Where the capital proceeds received consist of anything other than replacement shares (for example, cash), section 124-790 of the ITAA 1997 provides that only a partial rollover can apply. The rollover will not apply to any capital gain that arises in respect of such ineligible capital proceeds. However, as discussed above (Question 1), the amounts paid to the Taxpayer will have been or will be included in the Taxpayer's assessable income in the year it is paid. To that extent, they are not capital proceeds for the sale of the Taxpayer's Medical Co shares and section 124-790 of the ITAA 1997 will not apply.

Question 3

Summary

Yes, if the Taxpayer meets the requirements of section 152-10 of the ITAA 1997, the Taxpayer can acquire additional shares in New Co during the replacement asset period. However, the replacement asset period starts one year before the sale of the Medical Co shares and ends two years after that. The replacement asset period will not be extended under subparagraph 104-190(1A)(b)(ii) of the ITAA 1997.

Detailed reasoning

As discussed above in Question 2, the “Earn Out Amount” is assessable as income pursuant to section 6-5 of the ITAA 1997 and therefore is not considered to be capital proceeds from the sale of the Taxpayer's shares in Medical Co.

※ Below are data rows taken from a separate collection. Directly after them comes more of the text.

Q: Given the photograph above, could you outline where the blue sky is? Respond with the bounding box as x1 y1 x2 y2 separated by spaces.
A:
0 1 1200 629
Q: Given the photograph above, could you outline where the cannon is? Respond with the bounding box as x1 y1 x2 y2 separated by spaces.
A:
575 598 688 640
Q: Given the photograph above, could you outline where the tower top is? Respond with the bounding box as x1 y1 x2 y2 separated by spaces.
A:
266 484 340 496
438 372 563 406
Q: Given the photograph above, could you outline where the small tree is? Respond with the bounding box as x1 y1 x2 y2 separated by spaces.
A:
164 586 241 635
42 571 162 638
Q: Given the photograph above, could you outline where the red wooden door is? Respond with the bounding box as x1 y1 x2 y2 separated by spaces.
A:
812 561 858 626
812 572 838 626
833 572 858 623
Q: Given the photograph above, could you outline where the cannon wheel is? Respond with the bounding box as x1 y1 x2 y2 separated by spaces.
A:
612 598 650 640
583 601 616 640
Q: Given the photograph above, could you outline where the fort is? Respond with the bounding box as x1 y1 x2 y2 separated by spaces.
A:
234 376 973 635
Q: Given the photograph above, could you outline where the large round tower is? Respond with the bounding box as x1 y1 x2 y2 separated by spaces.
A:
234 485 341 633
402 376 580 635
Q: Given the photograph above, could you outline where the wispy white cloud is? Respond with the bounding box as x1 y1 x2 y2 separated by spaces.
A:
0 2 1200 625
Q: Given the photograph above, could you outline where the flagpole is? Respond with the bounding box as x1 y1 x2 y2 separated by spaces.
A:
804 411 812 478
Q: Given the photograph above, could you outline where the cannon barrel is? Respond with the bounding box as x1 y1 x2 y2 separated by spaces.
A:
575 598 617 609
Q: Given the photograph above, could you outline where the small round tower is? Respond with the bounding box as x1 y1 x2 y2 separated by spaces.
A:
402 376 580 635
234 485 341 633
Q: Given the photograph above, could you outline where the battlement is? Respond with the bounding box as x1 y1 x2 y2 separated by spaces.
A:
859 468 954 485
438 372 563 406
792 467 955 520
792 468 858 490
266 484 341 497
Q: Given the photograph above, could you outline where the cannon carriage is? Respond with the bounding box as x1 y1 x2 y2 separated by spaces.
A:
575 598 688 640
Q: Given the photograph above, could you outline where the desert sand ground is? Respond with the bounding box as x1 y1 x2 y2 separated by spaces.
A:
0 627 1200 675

Even if the amounts were not assessable as income the “Earn Out Amount” does not meet all of the conditions for a look through Earn Out right in subsection 118-565(1) of the ITAA 1997. In order for the amounts to meet those conditions, the arrangement would need to be changed so fundamentally that it would either not be financially viable or be so different from what is currently proposed that a new ruling would need to be requested.